To demonstrate key differences and common issues with manufactured home repairs, we flood a kitchen and a living room space. Students determine if the kitchen cabinets need to be removed and reinstalled or completely replaced. Once they make this determination, the students pull out the cabinets, replace the subfloor (if needed) and install the existing or new cabinetry.

During this exercise, we use particle board flooring, which is common in manufactured homes but not site built homes. The particular board subfloor in a manufactured home is often glued to the joist and installed prior to building the walls. Students must cut the flooring along the base of the walls and apply two-by-four nailers along the wall to provide a “nailable” surface for installing the new subfloor. Finally, they determine whether to reuse or replace the original baseboards.

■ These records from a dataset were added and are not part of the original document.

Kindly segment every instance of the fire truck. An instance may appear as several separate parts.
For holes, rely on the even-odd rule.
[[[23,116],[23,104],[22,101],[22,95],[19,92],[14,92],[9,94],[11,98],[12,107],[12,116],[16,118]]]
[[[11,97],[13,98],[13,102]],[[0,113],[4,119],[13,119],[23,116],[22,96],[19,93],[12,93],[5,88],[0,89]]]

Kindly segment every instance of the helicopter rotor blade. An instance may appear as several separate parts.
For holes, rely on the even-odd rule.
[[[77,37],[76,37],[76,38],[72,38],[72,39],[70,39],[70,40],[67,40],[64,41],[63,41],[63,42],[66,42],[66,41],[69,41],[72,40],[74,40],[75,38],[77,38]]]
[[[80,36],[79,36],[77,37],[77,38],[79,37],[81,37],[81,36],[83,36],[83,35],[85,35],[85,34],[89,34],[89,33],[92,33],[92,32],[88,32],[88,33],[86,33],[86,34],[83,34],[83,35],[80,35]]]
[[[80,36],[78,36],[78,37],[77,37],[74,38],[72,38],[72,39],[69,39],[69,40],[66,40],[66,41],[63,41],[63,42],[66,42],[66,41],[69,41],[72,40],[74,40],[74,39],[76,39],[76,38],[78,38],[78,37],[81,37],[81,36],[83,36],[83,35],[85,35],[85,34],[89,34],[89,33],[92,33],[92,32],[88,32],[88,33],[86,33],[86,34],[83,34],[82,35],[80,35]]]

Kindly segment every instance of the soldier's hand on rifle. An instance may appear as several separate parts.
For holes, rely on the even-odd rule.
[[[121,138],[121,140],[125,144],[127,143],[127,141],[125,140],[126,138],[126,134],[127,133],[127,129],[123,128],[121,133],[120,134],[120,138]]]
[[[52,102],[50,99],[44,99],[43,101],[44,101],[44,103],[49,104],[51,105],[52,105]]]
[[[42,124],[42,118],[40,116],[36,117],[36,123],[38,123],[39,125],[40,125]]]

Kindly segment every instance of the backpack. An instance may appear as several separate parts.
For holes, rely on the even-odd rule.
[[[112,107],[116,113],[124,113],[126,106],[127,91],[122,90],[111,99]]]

At the end of this type of training, adjusters know the way manufactured homes are put together and the types of repairs not common to site built homes. Instructors speak to the varied components of the home and how they impact one another, as well as accounting for the quality and grade of building materials. Does a particular grade need to be replaced, or can it be repaired? Using the manufactured home example, particle board will often need to be replaced, but other types of subfloors can be dried out and saved.

The training also reinforces the urgency of collecting information and making prompt decisions. For example, at our training center, we provide hands-on exercises for water remediation and smoke cleaning. We flood several rooms of a site built home and teach students industry best practices for water remediation and smoke cleaning. Water damage to floor and walls in site built homes does not always necessitate replacement. In fact, water remediation equipment can save the floors and walls—but that decision must be made quickly, sometimes within hours. With hands-on training, claims students know how to make that call.

Better claims outcomes

Hands-on training can improve all aspects of the claims handling process. It helps claims students write correct estimates, which leads to more accurate indemnity payments. By providing students with the experience of completing repairs, they will have a comprehensive understanding of the entire repair process. Students will better understand the labor hours involved and will walk away with the ability to write detailed and accurate estimates.

When estimates are correct the first time, there is a lesser chance of re-inspections and supplemental payments. Plus, the cycle time of the claim is reduced, which leads to improved customer satisfaction. Adjusters can also be more accurate when they can speak competently to contractors about repairs. This is the knowledge that separates expert adjusters from less experienced ones and helps them get both accurate estimates and repairs done quickly.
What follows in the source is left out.